Tally raised an eyebrow. The reservation was bounded by "little men," dolls strung from the trees and armed with neural scramblers that caused terrific pain to anyone who got too close. The villagers were far too dangerous to be let loose into the real wild, so the city had given their world impassable borders.

"How did you manage that?"

Andrew Simpson Smith chuckled as he bent to pick up his knife, and Tally fought an urge to kick it from his hand. He had called her a Sayshal, the villagers' word for hated Specials. Of course, now that he'd seen her face, he remembered Tally as a friend, an ally against the gods of the city. He had no idea what her new lace of flash tattoos meant, no understanding that she had become one of the gods' feared enforcers.
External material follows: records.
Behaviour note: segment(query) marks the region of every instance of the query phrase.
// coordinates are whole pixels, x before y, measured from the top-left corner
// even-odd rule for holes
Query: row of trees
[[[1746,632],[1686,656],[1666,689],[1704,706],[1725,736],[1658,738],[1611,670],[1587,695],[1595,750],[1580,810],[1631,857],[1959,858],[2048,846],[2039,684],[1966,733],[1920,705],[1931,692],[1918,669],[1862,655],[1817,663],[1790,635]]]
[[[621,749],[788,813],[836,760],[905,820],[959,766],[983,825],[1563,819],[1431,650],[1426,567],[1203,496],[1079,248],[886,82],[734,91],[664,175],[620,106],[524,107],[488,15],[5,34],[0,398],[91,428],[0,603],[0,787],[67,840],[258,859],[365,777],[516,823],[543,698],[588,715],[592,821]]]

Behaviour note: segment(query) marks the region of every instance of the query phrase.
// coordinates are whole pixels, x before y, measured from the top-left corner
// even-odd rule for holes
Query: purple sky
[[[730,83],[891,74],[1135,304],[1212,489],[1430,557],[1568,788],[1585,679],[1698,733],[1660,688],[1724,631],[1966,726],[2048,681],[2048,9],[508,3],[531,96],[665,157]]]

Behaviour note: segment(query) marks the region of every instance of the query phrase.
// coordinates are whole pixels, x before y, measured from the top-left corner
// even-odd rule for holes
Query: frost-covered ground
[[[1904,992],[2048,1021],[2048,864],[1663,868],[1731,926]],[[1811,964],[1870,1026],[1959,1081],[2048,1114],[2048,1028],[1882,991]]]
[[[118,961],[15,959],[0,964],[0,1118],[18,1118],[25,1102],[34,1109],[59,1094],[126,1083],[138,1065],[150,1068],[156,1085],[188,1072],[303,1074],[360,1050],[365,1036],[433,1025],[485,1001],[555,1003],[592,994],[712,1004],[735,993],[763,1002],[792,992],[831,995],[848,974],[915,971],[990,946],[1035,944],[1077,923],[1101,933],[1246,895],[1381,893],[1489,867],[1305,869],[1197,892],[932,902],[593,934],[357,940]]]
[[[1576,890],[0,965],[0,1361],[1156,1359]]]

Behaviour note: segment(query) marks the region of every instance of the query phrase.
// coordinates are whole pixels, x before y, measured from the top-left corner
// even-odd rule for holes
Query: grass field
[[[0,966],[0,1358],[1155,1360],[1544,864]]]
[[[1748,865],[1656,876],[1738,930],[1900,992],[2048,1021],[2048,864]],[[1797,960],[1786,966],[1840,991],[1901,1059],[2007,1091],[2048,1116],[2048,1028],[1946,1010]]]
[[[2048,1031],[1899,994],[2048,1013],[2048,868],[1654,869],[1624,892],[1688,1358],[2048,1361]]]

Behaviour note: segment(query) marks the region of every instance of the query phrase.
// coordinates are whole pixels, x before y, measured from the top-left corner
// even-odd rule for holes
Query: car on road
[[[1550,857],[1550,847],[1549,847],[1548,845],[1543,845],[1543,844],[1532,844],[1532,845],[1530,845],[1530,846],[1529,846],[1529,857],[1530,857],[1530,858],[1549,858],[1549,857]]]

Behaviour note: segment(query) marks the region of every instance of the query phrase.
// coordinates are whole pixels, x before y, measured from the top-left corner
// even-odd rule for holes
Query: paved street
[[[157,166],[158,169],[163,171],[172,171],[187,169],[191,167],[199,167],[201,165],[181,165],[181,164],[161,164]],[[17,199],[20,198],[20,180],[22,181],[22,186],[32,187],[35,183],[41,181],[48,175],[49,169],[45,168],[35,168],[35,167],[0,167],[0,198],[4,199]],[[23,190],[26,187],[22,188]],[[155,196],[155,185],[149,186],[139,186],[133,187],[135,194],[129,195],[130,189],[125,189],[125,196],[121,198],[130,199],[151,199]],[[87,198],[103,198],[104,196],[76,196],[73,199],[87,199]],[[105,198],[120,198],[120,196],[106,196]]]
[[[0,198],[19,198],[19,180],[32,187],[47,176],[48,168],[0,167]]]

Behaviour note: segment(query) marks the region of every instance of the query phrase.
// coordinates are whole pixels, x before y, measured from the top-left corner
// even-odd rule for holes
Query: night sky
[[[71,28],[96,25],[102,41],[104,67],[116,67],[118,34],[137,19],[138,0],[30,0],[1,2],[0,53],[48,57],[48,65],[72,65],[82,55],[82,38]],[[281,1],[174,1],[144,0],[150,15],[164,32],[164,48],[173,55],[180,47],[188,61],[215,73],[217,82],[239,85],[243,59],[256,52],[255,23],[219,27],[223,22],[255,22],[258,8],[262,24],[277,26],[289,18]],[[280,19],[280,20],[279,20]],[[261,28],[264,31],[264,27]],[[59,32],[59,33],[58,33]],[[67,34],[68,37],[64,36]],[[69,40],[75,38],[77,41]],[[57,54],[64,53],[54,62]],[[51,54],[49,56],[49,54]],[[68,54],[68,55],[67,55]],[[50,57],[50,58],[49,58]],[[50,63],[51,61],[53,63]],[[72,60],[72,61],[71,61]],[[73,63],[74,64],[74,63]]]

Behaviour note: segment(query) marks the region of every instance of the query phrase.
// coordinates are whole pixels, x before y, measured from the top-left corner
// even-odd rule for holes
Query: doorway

"After you told me how much lay beyond the edge of the world, Young Blood, I began to wonder if the little men were afraid of anything."

"Afraid?"

"Yes. I tried many ways to scare them. Songs, spells. The skulls of bears."

"Um, they're not really men, Andrew. Just machines. They don't exactly get afraid."

His expression grew more serious. "But fire, Young Blood. I learned they fear fire."

"Fire?" Tally swallowed. "Um, Andrew, was this a really big fire, by any chance?"

His smile returned. "It burned many trees. When it was done, the little men had run away."

She groaned. "I think the little men were burned away, Andrew. So you're saying you started a forest fire?"

"Forest fire." He considered this for a moment. "Those are good words for it."

"Actually, Andrew, those are bad words. You're just lucky it's not summer, or that fire could've taken out your whole…world."